I think if we can be more open-minded, think outside the box, and be willing to learn from other stakeholders—doctors listening to patient advocates, patient advocates understanding the pharmaceutical industry and their requirements—then we can truly move forward. Ultimately, everybody has to win.
Indo US Rare Diseases: Opportunities
The opportunities are enormous. Challenges and problems are everywhere in the rare disease space. There are countless problems begging to be solved. As a scientist, I see great opportunity in advanced therapies like cell and gene therapies, antisense oligonucleotide therapies, and drug repurposing. There are many drugs sitting on shelves, waiting to be repurposed for diseases that haven't even been discovered yet.
Despite advances in genome sequencing technologies, we haven’t even scratched the surface. We are not doing newborn screening everywhere. We are not applying genome sequencing technologies where it is clearly warranted.Even now, diagnosis still takes 5 to 7 years on average—despite all these advances. That’s just not acceptable. The technology is here, but the healthcare system must use it so people can get faster diagnoses. There’s still an under-appreciation of the importance of diagnosing diseases—even if they are not yet treatable. People think it's a waste of time and money. We need to break that mindset.

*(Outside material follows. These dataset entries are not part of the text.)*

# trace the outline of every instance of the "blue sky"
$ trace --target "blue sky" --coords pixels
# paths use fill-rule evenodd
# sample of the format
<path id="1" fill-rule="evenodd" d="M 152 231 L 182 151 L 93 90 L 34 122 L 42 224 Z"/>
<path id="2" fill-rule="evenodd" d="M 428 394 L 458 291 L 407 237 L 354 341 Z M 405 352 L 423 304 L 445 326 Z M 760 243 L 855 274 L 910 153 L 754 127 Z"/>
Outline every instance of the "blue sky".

Indo US Rare Diseases: Newborn Screening
There are several hundred rare diseases that are already treatable. It is simply unacceptable that the healthcare system bears the burden of undiagnosed patients born with known and treatable conditions—like PKU or congenital adrenal hyperplasia.
These types of diseases must be screened for. In the US, universal newborn screening panels cover over 70 diseases. In India, only three states have limited newborn screening programs. Why can't we have a national newborn screening program? If not mandatory, it should at least be offered by the healthcare system. Forget about babies born at home—even just covering every baby born in government or private hospitals would be a great first step.
Indo US Rare Diseases: Future Plans
We have four main areas of focus, aiming for 2027. One of them is to reach at least 300 million Indians in the next three years. It's an ambitious but achievable goal. The exact metrics for measuring that outreach are still to be defined, but the goal is clear. There is also a major opportunity to involve India in rare disease therapy manufacturing.
For example, India has developed CAR-T cell gene therapy for leukemia and B-cell lymphoma through IIT Bombay, in collaboration with the National Cancer Institute. This innovation, combined with India's cost-effectiveness and agility, has helped reduce CAR-T therapy costs by 90%. We are excited about such success stories born out of US-India collaboration. And we want to see many more—extending even beyond these two countries. Without cross-border collaborations, progress will remain limited and slow.